Both the data flow and market liquidity will be thin over the last couple of weeks of the year. After a bashing over much of H2 2010 it looks as though the USD will end the year in strong form having risen by over 6% since its early November low. In contrast the EUR is struggling having found no support from the meeting of European Union officials at the end of last week in which they agreed to a permanent sovereign debt resolution after 2013 but failed to agree on expanding the size of the bailout fund (EFSF). Similarly there was no traction towards a common euro bond. EUR/USD is now verging on its 200-day moving average around 1.3102, a break of which could see a drop to around 1.2960.
The failure to enlarge the size of the EFSF was disappointing given worries that it is perceived to be insufficient to cope with the bailout of larger eurozone countries if needed. It also highlight that the burden on the European Central Bank (ECB) to prop up eurozone bond markets until confidence improves. The increase in the size of ECB capital from EUR 5.8 billion to EUR 10.8 billion will help in this respect. Such support was clearly needed last week following the rampage across Europe by ratings agencies culminating in Moody’s five notch downgrade of Ireland’s credit ratings, surprising because of its severity rather than the downgrade itself. Ireland’s ratings are now just two notches above junk status and the negative outlook could mean more to come.
It was not just Ireland’s ratings that came under scrutiny. Ireland’s multi notch downgrade followed Moody’s decision to place Greece and Spain on review for a possible downgrade whilst S&P revised Belgium’s outlook to negative. Unsurprisingly peripheral debt markets came under renewed pressure as a result outweighing positive news in the form of strong flash eurozone PMI readings and firm German IFO business confidence survey. EUR did not escape and sentiment for the currency remains weak, with CFTC IMM speculative positioning data revealing a fourth straight week of net EUR short positioning in the week to 14th December.
In contrast, sentiment for the US economy continues to improve. Congress’ swift passage of President Obama’s fiscal plan will help to shore up confidence in US recovery. Data this week will be broadly positive too. On Wednesday, US Q3 GDP data is likely to be upwardly revised to a 2.8% QoQ annualized rate. Durable goods orders excluding transportation are set to increase by a healthy 2.0% (Thu) whilst both existing (Wed) and new (Thu) home sales will reveal rebounds in November following a drop in the previous month.

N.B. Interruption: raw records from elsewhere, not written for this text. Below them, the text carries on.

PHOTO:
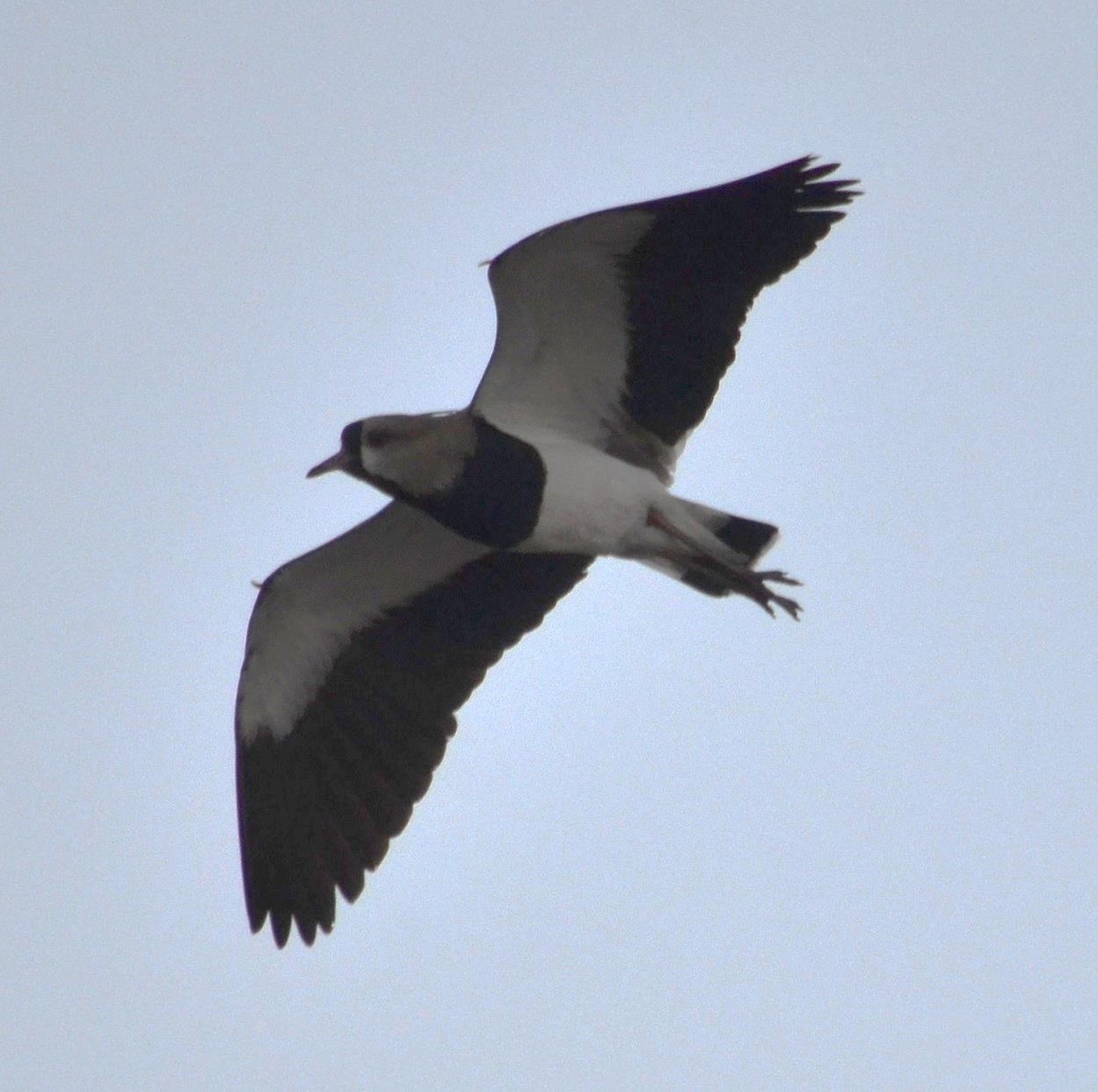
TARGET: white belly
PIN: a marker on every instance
(593, 503)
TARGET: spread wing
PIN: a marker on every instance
(616, 328)
(358, 654)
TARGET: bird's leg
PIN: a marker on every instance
(738, 578)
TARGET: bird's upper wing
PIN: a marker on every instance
(358, 654)
(616, 328)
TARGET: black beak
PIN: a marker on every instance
(338, 461)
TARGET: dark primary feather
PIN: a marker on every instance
(694, 275)
(318, 807)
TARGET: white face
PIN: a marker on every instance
(417, 453)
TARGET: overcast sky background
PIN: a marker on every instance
(674, 844)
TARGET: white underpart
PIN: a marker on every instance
(593, 503)
(310, 613)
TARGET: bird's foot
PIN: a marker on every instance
(756, 589)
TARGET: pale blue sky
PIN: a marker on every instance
(674, 844)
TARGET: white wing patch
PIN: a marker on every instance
(563, 343)
(313, 607)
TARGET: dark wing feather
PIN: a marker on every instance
(616, 328)
(329, 764)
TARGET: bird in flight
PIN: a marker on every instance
(613, 333)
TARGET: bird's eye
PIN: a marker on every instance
(376, 438)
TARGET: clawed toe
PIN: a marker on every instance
(764, 597)
(777, 576)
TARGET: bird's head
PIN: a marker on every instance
(411, 455)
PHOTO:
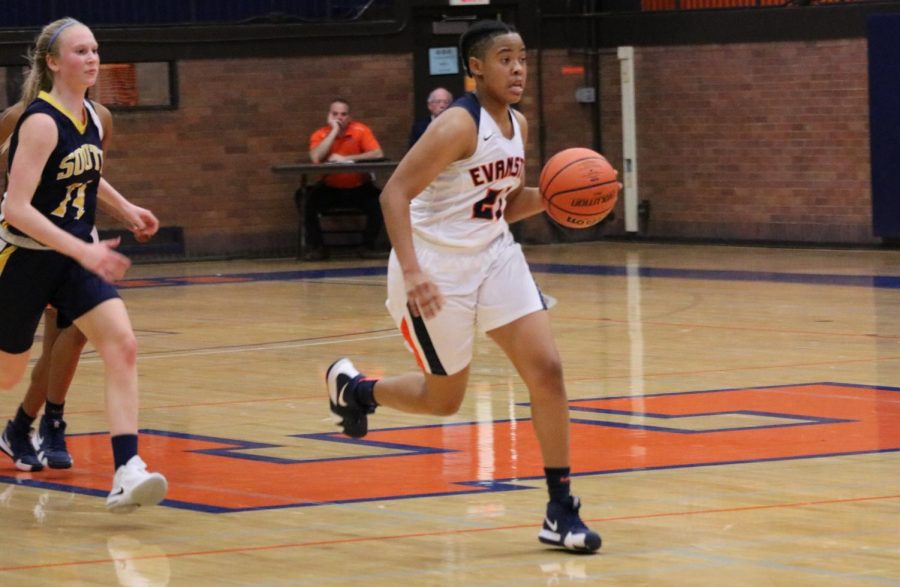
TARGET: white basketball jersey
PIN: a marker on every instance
(463, 207)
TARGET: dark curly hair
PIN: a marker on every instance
(477, 37)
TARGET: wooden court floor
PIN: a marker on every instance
(735, 421)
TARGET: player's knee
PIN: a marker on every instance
(549, 377)
(122, 348)
(9, 378)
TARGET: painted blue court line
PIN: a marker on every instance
(870, 281)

In the UK the main highlight is the Bank of England (BoE) MPC minutes. Another three way split is expected but this should not cause more than a ripple in FX markets. GBP/USD has slipped over recent days but there appears to be little other than general USD strength responsible for this. The currency pair looks vulnerable to a drop below 1.5500, with 1.5405 seen as the next support level. On balance, the USD will be in good form this week although the drop in US bond yields at the end of last week may take some of the wind out of its sails.